Dal punto di vista musicale, Omnia Malis Est mantiene lo stile narrativo del suo extreme epic metal di stampo black, ricco di melodie e non privo di sfuriate, ma ne smorza parzialmente i picchi solenni e smussa il tono elegiaco (quasi poetico) utilizzato in Viteliù, preferendone uno più duro e secco, con suoni più potenti e definiti. Il senso di tragicità dei protagonisti delle vicende, non più i guerrieri italici costretti a soccombere allo strapotere di Roma ma gli umili abitanti della Lucania, resta invece intatto. Il filo di continuità prosegue anche nel lavoro di cesellatura di ciascun pezzo con piccoli ma significativi dettagli che lo arricchiscono, come un assolo, un passaggio heavy o un’atmosfera struggente. Infine i canti popolari, le recitazioni e gli estratti dai documentari donano quel tocco di sincretismo così esotico da far incontrare il metal estremo e mamma RAI, come in una sorta di piccola performance teatrale catartica, con distorsioni, blast beat e scream annessi.

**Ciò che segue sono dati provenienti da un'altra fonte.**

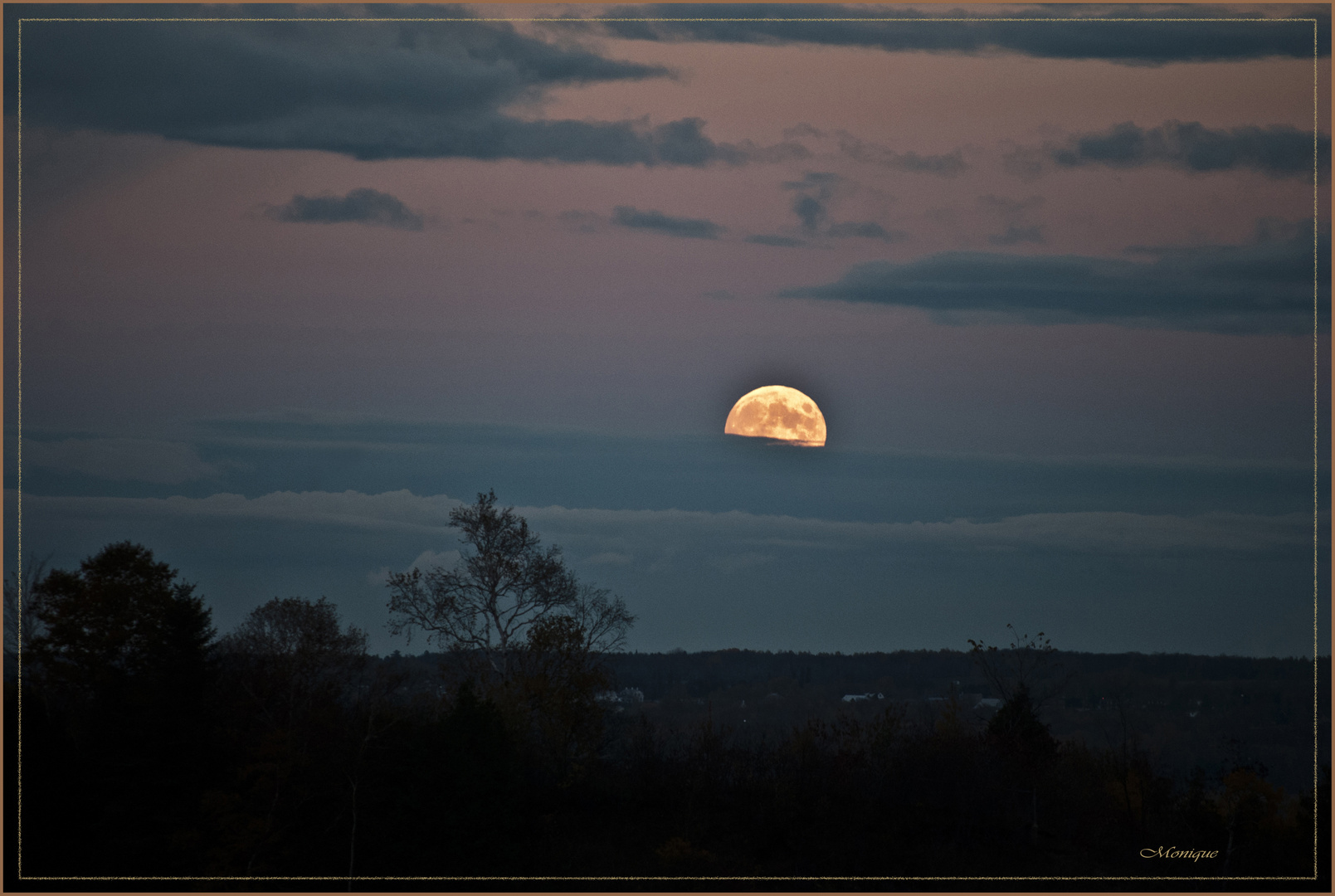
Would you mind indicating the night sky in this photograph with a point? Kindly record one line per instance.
(293, 290)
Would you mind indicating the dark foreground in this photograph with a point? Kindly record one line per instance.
(239, 775)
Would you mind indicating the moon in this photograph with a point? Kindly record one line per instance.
(778, 413)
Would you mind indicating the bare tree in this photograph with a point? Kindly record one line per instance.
(1016, 668)
(20, 617)
(498, 591)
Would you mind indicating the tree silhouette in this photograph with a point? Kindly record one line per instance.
(122, 619)
(502, 587)
(120, 670)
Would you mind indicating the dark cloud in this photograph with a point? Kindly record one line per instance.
(370, 90)
(659, 222)
(865, 229)
(361, 206)
(944, 164)
(813, 192)
(1279, 150)
(1260, 287)
(1015, 234)
(1063, 37)
(1015, 217)
(775, 239)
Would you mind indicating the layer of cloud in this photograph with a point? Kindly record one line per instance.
(1260, 287)
(1015, 217)
(1279, 151)
(370, 90)
(867, 230)
(661, 223)
(631, 536)
(775, 239)
(1065, 35)
(362, 206)
(122, 460)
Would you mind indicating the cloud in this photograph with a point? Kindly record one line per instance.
(370, 90)
(362, 206)
(659, 222)
(1014, 234)
(945, 164)
(1015, 215)
(1279, 151)
(122, 460)
(1260, 287)
(775, 239)
(813, 192)
(1065, 35)
(868, 230)
(611, 536)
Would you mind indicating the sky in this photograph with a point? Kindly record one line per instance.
(1056, 276)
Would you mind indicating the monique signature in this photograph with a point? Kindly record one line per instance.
(1174, 852)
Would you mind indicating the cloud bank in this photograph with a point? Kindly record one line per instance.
(1065, 35)
(1260, 287)
(370, 90)
(640, 534)
(362, 206)
(1279, 151)
(661, 223)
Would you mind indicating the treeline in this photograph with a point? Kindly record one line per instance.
(151, 747)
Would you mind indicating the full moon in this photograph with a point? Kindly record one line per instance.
(777, 413)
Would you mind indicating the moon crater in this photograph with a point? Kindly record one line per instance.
(777, 413)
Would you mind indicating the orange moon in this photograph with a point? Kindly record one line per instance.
(777, 413)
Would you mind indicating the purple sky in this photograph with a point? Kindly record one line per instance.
(326, 247)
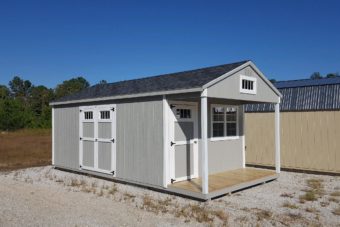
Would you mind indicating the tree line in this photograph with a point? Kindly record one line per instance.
(24, 105)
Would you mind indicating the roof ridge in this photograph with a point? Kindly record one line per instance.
(306, 79)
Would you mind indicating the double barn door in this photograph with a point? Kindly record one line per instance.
(97, 138)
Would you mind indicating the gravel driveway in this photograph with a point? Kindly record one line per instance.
(45, 196)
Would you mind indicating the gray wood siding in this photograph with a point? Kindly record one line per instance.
(222, 155)
(66, 137)
(230, 88)
(140, 141)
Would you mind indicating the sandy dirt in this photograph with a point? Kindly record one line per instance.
(44, 196)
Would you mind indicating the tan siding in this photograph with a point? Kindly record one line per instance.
(309, 140)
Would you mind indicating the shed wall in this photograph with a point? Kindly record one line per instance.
(309, 140)
(140, 141)
(230, 87)
(66, 137)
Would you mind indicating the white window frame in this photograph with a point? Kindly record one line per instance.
(247, 91)
(225, 137)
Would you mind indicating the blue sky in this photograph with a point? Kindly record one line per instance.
(47, 42)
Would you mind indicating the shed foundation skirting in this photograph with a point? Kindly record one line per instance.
(219, 184)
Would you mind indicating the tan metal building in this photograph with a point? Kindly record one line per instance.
(310, 127)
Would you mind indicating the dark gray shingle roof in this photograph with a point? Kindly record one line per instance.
(304, 95)
(167, 82)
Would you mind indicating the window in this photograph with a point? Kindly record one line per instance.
(224, 121)
(247, 84)
(105, 114)
(88, 115)
(183, 113)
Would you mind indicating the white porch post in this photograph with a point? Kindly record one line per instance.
(277, 137)
(204, 135)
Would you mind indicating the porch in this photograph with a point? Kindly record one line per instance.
(223, 182)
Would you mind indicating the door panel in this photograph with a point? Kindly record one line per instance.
(183, 147)
(88, 153)
(97, 138)
(184, 131)
(104, 130)
(184, 161)
(88, 129)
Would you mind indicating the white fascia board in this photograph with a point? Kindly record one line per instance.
(248, 63)
(128, 96)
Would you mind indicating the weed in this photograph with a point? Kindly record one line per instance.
(324, 204)
(113, 190)
(222, 216)
(336, 193)
(287, 195)
(290, 205)
(311, 210)
(263, 214)
(295, 215)
(101, 193)
(336, 211)
(315, 183)
(308, 196)
(333, 199)
(128, 196)
(154, 206)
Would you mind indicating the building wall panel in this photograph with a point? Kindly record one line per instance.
(309, 140)
(140, 141)
(66, 137)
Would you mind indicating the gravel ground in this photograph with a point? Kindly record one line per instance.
(44, 196)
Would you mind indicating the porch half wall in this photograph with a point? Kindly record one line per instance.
(223, 155)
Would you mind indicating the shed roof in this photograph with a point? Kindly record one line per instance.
(162, 83)
(304, 95)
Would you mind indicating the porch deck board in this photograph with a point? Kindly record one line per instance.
(223, 180)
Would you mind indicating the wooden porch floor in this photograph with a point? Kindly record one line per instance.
(234, 179)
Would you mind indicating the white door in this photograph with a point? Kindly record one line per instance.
(183, 141)
(97, 138)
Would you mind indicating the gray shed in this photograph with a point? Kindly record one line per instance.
(180, 132)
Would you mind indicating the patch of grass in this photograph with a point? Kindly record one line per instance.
(295, 215)
(113, 189)
(336, 211)
(308, 196)
(314, 192)
(25, 148)
(222, 216)
(315, 183)
(290, 205)
(333, 199)
(336, 193)
(101, 193)
(263, 214)
(287, 195)
(154, 206)
(312, 210)
(128, 196)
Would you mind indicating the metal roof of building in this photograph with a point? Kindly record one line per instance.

Per realizzare un disco così potente a livello concettuale Uruk-Hai ha compiuto un lavoro di studio certosino, attingendo a ricerche antropologiche, poesie, racconti, fotografie e archivi sonori che rendono Lucania qualcosa di estremamente significativo, denso e profondo. Se avete un legame verso la regione oggi nota come Basilicata o verso qualunque altra terra in un certo qual modo lontana dal concetto di modernità e dalla ricerca del razionale a ogni costo (nel sud Italia o nel mondo), allora sentirete vibrare qualcosa nel vostro intimo ascoltando Omnia Malis Est e il tempo impiegato nel suo approfondimento sarà davvero ben speso.